Let your imagination run wild...

Andrew Seidel
FFRF Staff Attorney

Fiction writers love to imagine a cabal of minority religionists orchestrating events from a faraway boardroom. Typically, the minority religionists are Jews, not atheists — the fictional Protocols of the Elders of Zion is still dredged up by anti-Semites from time to time. Dan Casey’s newest article, “Atheists likely thrive off Southwest Virginia” takes a swipe at the Freedom From Religion Foundation using this popular ploy of fiction writers. Faraway boardroom? Check. Minority religion? Check. Orchestrating cabal? Check.

While it may make for entertaining fiction, one has to wonder what Dan Casey and his Roanoke Times editor were thinking when they published this piece. Even though atheists don’t believe in an imaginary god, we do have imaginations. Here is what I imagine was going through Mr. Casey’s head as he wrote [Warning: delving into the imaginary mental wanderings of people can be dangerous and often immature. Read on at your own risk.]:

“I really don’t like that nasty FFRF. It goes around helping local people stop violations of the Constitution. How will I ever know that my god is real if my leaders don’t mix him into the government? And what kind of people go around upholding the Constitution and advocating for the rights of minorities? Who do they think they are telling us, the Christian majority, that the law applies to us too? The gall of this cabal, sitting around thinking up nefarious ways of convincing courts to enforce the law. (Oooh, I’m a poet!) And then, believe it or not, courts actually agreeing that the law should be enforced!”

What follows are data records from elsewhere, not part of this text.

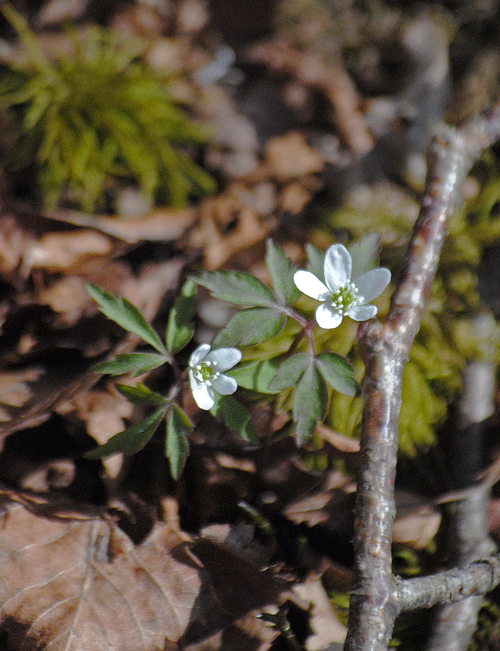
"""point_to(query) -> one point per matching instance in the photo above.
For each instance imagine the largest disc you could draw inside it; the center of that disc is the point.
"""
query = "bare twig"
(454, 623)
(376, 595)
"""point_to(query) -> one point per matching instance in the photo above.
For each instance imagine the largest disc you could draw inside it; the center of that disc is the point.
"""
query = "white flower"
(206, 373)
(340, 295)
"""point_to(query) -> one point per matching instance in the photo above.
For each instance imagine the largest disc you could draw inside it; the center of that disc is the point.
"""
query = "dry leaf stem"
(377, 596)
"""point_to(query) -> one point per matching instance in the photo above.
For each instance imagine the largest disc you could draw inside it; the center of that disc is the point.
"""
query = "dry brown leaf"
(330, 79)
(417, 521)
(14, 390)
(59, 251)
(327, 628)
(84, 586)
(13, 242)
(289, 157)
(162, 224)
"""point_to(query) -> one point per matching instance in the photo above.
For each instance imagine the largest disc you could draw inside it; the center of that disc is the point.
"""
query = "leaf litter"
(92, 556)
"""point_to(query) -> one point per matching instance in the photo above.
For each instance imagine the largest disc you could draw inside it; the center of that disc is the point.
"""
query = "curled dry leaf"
(289, 157)
(58, 251)
(157, 226)
(326, 627)
(84, 586)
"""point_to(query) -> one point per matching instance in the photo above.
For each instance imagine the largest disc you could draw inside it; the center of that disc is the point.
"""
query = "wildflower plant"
(95, 116)
(213, 372)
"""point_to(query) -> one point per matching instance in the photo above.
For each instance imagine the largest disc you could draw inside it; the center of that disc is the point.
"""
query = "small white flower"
(206, 373)
(340, 295)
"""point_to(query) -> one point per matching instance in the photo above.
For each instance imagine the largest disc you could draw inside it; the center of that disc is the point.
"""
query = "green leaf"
(141, 395)
(126, 315)
(309, 404)
(130, 440)
(132, 363)
(235, 416)
(178, 428)
(364, 254)
(289, 372)
(251, 326)
(256, 376)
(281, 271)
(180, 326)
(316, 261)
(236, 287)
(337, 372)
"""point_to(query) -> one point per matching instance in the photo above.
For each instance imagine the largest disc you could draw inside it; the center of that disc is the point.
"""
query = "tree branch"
(385, 349)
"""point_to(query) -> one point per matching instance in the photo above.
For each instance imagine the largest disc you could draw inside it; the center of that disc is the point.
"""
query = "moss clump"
(97, 115)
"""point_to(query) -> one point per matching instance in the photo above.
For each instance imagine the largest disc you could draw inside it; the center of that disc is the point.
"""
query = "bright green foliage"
(256, 376)
(141, 395)
(446, 338)
(130, 440)
(127, 315)
(281, 272)
(176, 441)
(300, 379)
(309, 403)
(289, 371)
(235, 416)
(237, 287)
(96, 115)
(180, 326)
(337, 372)
(132, 363)
(251, 326)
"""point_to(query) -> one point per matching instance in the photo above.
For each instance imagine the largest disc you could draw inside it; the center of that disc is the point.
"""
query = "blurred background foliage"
(95, 116)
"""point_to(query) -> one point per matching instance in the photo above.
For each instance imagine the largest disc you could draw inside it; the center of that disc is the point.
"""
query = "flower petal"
(225, 385)
(203, 395)
(224, 358)
(327, 317)
(310, 285)
(362, 312)
(372, 283)
(199, 354)
(338, 266)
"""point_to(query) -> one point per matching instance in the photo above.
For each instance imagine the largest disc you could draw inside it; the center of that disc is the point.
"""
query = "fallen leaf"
(59, 251)
(85, 586)
(327, 628)
(162, 224)
(289, 157)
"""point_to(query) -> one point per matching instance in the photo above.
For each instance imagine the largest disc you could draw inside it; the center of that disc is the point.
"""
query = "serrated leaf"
(178, 428)
(133, 364)
(309, 403)
(126, 315)
(253, 325)
(236, 287)
(235, 416)
(364, 254)
(281, 271)
(131, 440)
(256, 376)
(316, 261)
(337, 372)
(141, 395)
(180, 327)
(289, 372)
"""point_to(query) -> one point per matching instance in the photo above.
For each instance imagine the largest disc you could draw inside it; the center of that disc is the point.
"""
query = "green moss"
(95, 116)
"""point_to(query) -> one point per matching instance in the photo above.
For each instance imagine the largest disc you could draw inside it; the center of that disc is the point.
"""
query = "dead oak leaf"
(77, 585)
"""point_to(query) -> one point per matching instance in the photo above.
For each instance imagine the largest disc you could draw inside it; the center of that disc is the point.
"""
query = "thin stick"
(385, 349)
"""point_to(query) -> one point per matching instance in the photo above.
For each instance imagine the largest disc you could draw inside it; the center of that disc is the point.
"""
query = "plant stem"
(385, 348)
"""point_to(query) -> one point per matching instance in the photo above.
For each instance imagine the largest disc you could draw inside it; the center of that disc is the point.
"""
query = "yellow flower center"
(345, 298)
(204, 372)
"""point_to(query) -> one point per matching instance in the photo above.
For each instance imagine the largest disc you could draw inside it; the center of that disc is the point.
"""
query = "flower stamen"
(345, 298)
(204, 372)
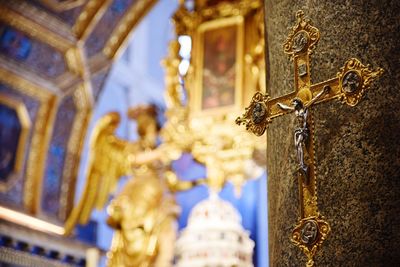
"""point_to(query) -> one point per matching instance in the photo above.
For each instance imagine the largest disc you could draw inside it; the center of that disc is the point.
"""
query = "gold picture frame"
(218, 47)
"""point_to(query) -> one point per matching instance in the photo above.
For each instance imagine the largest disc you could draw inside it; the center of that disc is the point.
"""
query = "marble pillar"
(357, 148)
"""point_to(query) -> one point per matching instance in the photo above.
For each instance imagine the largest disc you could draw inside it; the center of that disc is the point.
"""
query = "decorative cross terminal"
(348, 86)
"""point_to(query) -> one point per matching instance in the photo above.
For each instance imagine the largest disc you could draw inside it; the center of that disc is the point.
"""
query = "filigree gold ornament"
(255, 116)
(349, 86)
(309, 234)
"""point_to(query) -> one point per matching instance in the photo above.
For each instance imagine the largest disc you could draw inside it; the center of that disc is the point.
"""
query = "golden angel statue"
(144, 213)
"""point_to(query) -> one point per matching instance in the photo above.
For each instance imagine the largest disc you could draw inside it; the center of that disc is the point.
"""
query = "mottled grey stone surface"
(357, 148)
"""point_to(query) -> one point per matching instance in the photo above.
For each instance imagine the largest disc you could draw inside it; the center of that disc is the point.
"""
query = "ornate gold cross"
(349, 86)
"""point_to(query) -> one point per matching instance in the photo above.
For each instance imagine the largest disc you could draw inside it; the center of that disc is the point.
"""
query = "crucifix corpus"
(348, 86)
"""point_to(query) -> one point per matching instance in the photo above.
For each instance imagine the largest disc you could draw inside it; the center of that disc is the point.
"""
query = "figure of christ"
(302, 131)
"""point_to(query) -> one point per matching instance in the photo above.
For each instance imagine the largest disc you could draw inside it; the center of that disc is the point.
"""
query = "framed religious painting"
(227, 54)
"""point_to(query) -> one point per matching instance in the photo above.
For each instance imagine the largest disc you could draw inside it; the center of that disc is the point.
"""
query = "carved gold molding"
(89, 17)
(25, 122)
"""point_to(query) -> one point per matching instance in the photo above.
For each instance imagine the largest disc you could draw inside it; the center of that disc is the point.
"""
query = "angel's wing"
(109, 159)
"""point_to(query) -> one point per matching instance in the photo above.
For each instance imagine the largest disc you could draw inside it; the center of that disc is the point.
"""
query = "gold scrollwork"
(302, 38)
(354, 79)
(309, 234)
(256, 116)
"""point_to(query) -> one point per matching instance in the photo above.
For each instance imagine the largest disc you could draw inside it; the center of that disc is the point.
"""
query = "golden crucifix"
(348, 86)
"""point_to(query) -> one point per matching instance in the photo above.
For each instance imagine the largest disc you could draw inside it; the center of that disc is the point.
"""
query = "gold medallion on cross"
(349, 86)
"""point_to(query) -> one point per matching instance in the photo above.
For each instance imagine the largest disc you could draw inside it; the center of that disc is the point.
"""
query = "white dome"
(214, 237)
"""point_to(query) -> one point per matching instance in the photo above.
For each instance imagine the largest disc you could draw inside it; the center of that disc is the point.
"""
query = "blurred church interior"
(117, 138)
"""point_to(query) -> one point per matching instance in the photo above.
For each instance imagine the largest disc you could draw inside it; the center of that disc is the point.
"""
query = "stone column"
(357, 148)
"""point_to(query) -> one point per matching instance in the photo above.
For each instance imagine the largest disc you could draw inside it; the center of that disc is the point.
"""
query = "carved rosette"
(354, 79)
(303, 37)
(256, 116)
(309, 234)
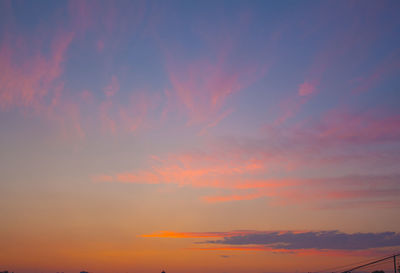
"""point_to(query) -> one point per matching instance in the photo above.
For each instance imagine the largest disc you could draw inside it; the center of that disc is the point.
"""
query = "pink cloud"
(306, 89)
(111, 89)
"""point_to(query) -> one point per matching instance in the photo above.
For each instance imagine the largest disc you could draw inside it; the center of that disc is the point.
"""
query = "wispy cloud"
(305, 242)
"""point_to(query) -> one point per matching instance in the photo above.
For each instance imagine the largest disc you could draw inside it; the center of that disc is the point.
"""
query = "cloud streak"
(286, 241)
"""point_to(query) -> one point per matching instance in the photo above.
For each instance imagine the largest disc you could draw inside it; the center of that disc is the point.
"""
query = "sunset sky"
(198, 136)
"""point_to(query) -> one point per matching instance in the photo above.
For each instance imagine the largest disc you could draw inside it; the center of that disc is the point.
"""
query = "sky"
(198, 136)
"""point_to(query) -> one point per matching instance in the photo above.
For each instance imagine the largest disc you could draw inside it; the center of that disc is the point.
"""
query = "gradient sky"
(198, 136)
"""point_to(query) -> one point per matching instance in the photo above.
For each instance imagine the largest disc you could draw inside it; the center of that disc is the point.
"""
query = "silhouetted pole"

“I wish those meanies would just stop. They probably do it for the money, because atheists don’t have principles do they? I guess I could ask them about their motivations, but that would involve real reporting. I know! I’ll assume that their non-profit organization, recognized by the IRS, is out to make a quick buck and write an article on their money-making schemes.” 

“I suppose I could stick to strict journalistic principles like corroboration, investigation, tenacity, credibility, and reputation, but that sounds like a lot of work. And what if I find out that they are right? They probably are, atheists are smart and FFRF cites Supreme Court cases and the Constitution a lot… I know! Instead of looking into facts, I’ll just make some stuff up — ‘imagine’ — and people will believe and repeat it because I call myself a reporter and a good Christian!”

“Let’s see, how much did FFRF make on the Giles County case? They say that they never make money on their lawsuits, that at best they break even and often have un-recouped expenses, but that doesn’t sound very evilly-cabalistic to me. I know, I’ll just pull a number out of my . . . hat. $1,486,369! That must be how much FFRF made on the Giles County lawsuit. Oh damn! There’s more . . . Holy shitake mushrooms, FFRF made another $84,791. Gee-whiz, I sure am a great journalist for pulling those numbers out of there.” 

“What else can I write about those farty-pants? Yes, they don’t agree with my religious views so they are obviously the servants of Satan. I bet one of them is even named Lucifer. I suppose I could check their names on their website. Nah, that seems like too much of an effort. I’ll just stick to my lazy insults and innuendos and label it all imagination. I’m so brave and smart!”

“There, all done. And it only took two minutes! I can’t believe I get paid to write stuff like this.”

I then imagine the self-congratulatory Mr. Casey walking the article down to his editor’s office, a holy glow surrounding his head, and knocking on the door. Perhaps he says “Hey, Jesus” — don’t you always imagine that the real boss of every Christian is Jesus? — “I think I finally figured out a way to stick it to those jerkfaces over at FFRF.”

Jesus, who I imagine sitting behind a desk, arms splayed, with hands facing palm up and resting on the table, and looking at some papers near his left hand might interrupt, “Damn it Dan! I’ve been trying to stop those poopy heads for years! I’m an editor and you, the lowly journalist think you figured out a way? The law and the Constitution are on their side. What do we have? Me, Jesus? What can I, an imaginary god — I mean editor, do?”

The imaginary Dan whispers the solution: “We make stuff up about them?” To which the imaginary Jesus replies, “It’s brilliant! People have been making stuff up about me for millennia!”